Waterpepper, Waterpepper Everywhere…

In 2013, I finally went and bought a waterpepper (Polygonum hydropiper) plant again. As always, it arrived in a rather bad state, so I hardly wanted to try anymore.

But, it’s just too fascinating a… something: It is definitely an herbaceous plant, and just an annual, like many an herb. It is a native of the Eurasian landmass, to be found relatively widely, but it seems to only be Japanese cuisine that uses it (as azabu-tade).

(Count on the Japanese to use such herbs. For a cuisine that’s said to treasure the natural and distinct aromas of the various ingredients, it’s more than fascinating to consider how it uses chile peppers, wasabi, Sichuan pepper/sansho, waterpepper – and there was a craze about habaneros.)

Among plants with spicy-hot characteristics, waterpepper is quite unusual, however.

It is a native of temperate rather than tropical climates, it is the leaves that are used, but they are unlike leaves of real peppers in both their smaller size (not usable for wrapping things in them) and their greater effect (making them difficult to use in cooking).

Waterpepper
Waterpepper

The leaves of waterpepper have an effect rather like Sichuan pepper: bite into them, and they soon numb the tongue. That effect lasts even longer here; it’s not that the mouth feels as if it were on fire or vibrating, but rather anesthetized with something that gives an impression of a peppery taste.

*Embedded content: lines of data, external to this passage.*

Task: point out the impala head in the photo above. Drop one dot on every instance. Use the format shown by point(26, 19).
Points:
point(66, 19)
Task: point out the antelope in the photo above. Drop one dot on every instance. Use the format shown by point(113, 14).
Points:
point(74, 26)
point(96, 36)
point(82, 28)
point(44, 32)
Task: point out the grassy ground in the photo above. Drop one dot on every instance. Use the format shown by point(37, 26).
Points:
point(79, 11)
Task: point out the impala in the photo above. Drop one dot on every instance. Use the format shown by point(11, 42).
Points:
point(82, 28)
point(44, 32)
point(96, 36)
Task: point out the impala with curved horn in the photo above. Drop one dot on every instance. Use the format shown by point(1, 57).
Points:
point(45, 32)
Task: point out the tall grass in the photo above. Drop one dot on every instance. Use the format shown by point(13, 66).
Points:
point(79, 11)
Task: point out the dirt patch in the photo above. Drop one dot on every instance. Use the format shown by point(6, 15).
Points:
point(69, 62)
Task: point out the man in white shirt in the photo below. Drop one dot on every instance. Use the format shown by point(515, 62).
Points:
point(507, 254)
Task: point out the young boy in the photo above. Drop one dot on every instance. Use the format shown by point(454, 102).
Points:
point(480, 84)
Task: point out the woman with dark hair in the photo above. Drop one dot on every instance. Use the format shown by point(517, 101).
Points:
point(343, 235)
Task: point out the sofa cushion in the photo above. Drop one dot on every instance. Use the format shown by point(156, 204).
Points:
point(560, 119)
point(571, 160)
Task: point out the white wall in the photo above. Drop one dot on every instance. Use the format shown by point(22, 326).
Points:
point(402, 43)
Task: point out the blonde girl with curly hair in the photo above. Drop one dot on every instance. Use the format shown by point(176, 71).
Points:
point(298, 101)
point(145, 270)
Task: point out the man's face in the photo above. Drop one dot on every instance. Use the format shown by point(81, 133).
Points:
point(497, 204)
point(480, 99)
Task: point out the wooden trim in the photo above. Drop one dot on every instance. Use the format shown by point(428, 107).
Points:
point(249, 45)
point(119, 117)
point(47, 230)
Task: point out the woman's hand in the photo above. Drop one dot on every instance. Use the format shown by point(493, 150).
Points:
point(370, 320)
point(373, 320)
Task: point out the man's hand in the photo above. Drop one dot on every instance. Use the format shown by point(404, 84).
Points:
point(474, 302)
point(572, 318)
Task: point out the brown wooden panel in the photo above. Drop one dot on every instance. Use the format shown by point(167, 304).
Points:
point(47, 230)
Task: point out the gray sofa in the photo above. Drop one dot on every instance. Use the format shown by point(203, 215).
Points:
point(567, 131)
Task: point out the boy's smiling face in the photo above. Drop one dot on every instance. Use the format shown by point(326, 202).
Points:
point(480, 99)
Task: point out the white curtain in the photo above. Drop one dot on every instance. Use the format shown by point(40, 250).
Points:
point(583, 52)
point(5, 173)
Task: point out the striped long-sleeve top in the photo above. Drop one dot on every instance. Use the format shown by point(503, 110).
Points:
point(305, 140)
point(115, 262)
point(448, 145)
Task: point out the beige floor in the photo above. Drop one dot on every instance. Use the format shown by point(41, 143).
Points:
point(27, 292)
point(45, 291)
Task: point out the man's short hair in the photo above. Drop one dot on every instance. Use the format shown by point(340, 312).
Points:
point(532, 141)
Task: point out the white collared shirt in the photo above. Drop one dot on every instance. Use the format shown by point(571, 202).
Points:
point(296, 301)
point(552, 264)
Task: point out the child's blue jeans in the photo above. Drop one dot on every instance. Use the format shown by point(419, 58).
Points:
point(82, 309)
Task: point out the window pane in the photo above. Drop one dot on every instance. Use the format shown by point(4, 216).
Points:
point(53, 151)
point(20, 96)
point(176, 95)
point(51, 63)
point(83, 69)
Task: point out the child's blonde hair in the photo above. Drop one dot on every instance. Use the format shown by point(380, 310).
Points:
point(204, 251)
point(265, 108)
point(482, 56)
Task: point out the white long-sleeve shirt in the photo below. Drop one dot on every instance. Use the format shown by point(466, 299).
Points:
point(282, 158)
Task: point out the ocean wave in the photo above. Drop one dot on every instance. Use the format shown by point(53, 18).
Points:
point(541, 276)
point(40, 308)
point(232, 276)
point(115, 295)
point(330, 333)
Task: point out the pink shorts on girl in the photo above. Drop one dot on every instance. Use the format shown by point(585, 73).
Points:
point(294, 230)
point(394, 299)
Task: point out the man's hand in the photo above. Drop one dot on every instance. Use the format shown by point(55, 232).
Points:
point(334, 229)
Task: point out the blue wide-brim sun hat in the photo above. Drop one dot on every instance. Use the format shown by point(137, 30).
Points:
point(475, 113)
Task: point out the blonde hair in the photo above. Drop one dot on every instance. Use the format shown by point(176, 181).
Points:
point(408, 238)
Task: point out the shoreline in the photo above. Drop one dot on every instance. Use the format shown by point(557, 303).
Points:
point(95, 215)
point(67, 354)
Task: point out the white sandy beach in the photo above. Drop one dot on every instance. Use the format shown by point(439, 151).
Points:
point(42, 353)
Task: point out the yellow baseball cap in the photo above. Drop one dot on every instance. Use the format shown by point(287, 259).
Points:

The plant I had in 2013 eventually would grow into a nice bush – and promptly flowered so late that I thought the seeds couldn’t really have matured sufficiently to be viable, even after I had transferred it inside (rather like what happened with the Ashitaba). A lot of flower petals or seed husks or something fell off the plant as winter progressed and it died off, though.

Early in spring, in the planter they had fallen into, lots of seedlings were coming up – and promptly died when they could finally be transferred outside into sunlight.

Later in spring, a second batch of seeds came up in that planter, another batch came up in yet another planter, and some more seedlings came up in a few other pots as well as outside, where last year’s plant had stood for most of the time. And they have grew ever since.

Guess the seeds had fully matured, after all ;)

Good thing, too, for waterpepper is one plant where I’ve found it to be a bad idea to buy a plant from a gardener’s; they are typically too small but already set on flowering when they get sold in spring, whereas plants grown from seed, in place, will develop to considerable size and flower late as they should.

This year, 2015, I was hesitant to publish this note about waterpepper as it seems that all these many plants from 2014 had not managed to successfully produce seed (at least, I didn’t notice them) and I feared them all lost. The main planter that had been full of waterpepper had been inundated in water, left outside and frozen over when winter came around; it was stinking brackish water when I finally managed to drain it recently.

And now?

Waterpepper seedlings
Waterpepper seedlings

Well, by now I have once again found waterpepper seedlings in at least three different places; in soil where plants had been last year, in a pot that must have stood close to a plant, and also in that planter I just talked about.

Waterpepper seedlings
Waterpepper seedlings.. yep, they even tried to come up from the gutter. Those didn’t make it, though

Now if only I could find more recipes or at least ideas for how to use this spicy herb.

Japanese knows it as azabu-tade and seems to be just about the only cuisine that actually uses it – and once again, it’s the cuisine best known for wanting everything to taste just of itself and as fresh as possible that employs strangely spicy flavorings.